It was clear now that the war would not be won by Christmas when Britain had so confidently expected to be celebrating victory – but it was not immediately obvious that an era had ended. The cut and thrust of old-style warfare, the beguiling panoply of flashing swords, the glittering lances, of flying pennants, the sound of drums and bugles, the hammer of hooves, the dash and glory of the charge – all these were not entirely dead, but they had begun their dying. So too had feudal concepts of service and duty, for so long bred in the bone.

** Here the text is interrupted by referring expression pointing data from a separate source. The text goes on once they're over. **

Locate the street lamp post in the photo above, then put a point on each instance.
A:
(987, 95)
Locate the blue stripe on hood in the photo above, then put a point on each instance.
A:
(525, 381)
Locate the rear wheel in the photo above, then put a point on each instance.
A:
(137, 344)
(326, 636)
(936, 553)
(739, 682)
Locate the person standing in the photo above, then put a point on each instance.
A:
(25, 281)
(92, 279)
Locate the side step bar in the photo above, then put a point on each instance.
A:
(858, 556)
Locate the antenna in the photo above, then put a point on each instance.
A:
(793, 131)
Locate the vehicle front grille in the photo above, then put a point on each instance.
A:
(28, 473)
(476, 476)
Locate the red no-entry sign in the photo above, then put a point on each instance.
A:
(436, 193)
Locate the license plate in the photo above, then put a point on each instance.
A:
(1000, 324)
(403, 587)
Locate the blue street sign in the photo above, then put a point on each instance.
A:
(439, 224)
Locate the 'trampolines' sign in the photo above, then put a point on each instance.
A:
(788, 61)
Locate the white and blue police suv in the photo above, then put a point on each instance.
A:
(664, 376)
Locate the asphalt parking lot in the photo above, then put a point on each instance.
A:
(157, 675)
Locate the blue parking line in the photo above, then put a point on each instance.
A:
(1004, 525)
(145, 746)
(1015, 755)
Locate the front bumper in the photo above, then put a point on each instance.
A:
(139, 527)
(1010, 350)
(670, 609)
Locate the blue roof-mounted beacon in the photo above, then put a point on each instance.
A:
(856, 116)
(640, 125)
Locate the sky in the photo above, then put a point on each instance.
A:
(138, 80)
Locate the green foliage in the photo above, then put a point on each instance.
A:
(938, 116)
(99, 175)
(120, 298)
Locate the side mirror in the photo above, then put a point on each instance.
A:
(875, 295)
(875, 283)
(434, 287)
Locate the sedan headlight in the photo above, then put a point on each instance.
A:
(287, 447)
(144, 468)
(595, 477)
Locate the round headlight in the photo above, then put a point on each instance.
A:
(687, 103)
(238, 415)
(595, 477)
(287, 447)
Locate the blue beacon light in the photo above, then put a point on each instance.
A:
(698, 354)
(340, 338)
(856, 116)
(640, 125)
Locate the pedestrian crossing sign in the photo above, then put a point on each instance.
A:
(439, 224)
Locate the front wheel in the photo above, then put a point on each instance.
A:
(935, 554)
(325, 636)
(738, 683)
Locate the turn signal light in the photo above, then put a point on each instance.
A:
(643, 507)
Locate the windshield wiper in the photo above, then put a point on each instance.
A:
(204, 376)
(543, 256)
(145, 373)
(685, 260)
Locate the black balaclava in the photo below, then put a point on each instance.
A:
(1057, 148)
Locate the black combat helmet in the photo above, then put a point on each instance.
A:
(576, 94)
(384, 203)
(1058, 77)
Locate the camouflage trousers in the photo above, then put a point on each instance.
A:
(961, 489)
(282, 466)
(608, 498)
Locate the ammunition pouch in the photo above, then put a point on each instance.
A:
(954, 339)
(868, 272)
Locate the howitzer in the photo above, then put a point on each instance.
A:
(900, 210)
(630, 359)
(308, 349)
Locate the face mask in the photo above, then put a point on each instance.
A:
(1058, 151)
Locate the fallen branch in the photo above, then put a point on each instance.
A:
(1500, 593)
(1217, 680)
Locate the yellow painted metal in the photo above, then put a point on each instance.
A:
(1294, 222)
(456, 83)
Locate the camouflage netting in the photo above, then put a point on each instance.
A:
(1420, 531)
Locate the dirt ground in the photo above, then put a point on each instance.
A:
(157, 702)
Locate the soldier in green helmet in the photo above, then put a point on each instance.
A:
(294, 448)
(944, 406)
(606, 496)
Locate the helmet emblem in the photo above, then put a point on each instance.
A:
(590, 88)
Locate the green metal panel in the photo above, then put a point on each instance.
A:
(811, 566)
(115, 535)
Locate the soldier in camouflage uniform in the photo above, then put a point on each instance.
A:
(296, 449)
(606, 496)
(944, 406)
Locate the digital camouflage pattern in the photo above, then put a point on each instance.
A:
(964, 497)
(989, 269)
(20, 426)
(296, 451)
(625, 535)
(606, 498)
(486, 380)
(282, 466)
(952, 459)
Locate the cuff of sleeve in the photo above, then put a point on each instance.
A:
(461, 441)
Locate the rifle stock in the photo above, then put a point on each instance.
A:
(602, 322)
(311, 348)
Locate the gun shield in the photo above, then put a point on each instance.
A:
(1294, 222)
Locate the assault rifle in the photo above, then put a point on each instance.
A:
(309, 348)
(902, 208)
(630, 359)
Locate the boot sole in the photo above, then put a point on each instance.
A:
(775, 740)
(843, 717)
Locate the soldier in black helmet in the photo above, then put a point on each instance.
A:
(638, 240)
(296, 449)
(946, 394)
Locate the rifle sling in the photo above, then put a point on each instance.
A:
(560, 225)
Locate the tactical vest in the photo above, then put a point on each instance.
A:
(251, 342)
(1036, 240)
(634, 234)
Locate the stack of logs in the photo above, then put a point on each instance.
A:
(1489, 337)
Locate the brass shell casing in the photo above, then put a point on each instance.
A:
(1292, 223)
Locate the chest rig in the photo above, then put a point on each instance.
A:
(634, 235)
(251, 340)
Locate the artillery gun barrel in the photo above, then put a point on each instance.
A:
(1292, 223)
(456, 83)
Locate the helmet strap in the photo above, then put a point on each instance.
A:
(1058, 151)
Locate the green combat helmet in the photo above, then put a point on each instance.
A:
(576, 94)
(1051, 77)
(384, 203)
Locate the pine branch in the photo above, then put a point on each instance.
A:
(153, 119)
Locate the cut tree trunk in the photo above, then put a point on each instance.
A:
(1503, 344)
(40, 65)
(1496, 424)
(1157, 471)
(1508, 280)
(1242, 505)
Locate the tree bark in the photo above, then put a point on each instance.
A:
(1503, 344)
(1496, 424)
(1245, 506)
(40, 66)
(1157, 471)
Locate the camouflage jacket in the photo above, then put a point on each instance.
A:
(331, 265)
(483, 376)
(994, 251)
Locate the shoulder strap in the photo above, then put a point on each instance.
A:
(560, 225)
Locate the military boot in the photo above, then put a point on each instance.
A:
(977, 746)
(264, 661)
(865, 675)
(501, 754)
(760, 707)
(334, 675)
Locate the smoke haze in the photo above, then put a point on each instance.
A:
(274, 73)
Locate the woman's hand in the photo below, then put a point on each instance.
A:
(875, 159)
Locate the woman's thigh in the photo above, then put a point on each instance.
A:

By the end of 1914, the Army had suffered 90 per cent casualties. Of course, they were not all dead. There were many, like Private Godley who defended the bridge at Mons, like the Gordons left behind at Le Cateau, who were captured and marched off to long imprisonment in Germany. Many of the wounded recovered, like Rory Macleod, and in due course returned to the war. And there was a nucleus of surviving officers and men to help turn a happy-go-lucky mob of civilians into soldiers and to form the backbone of the citizens’ armies when eventually they took the field. But the Regulars were finished as a single fighting force.
Debrett’s Peerage did not appear as it usually did in early spring; so many sons of the aristocracy were dead, so many baronets, and lords, and knights, so many heirs to great lands and titles had been killed, that it took the editors many months to revise the entries of almost every blue-blooded family in the United Kingdom. The Grosvenors, the Worsleys, the Desboroughs, Gordon-Lennoxes, Crichtons, Dawnays, Fitzclarences, Cecils and Cholmeleys, Manners and Wellesleys – the list went on and on. When it finally did appear, the 1915 edition of Debrett made very sorry reading.
The Smiths, the Browns, the Robinsons, the Jones and the Atkins had suffered too. But their losses, though they shocked the Empire, appeared merely as statistics. Killed 8,631. Missing 40,342. Wounded 37,264. By the end of the year the casualties, including officers, amounted to ninety thousand men.
The heady days were not quite over, but henceforth it would be a different kind of war. The thin line of troops was settling down for the winter, strengthening the line, burrowing like animals into the earth. There, much like animals, they would live or they would die, in the miseries and dangers of the trenches. All that was over by Christmas was the first wild wave of illusion. A grim awareness began to dawn that this war would be won by grit and not by glory.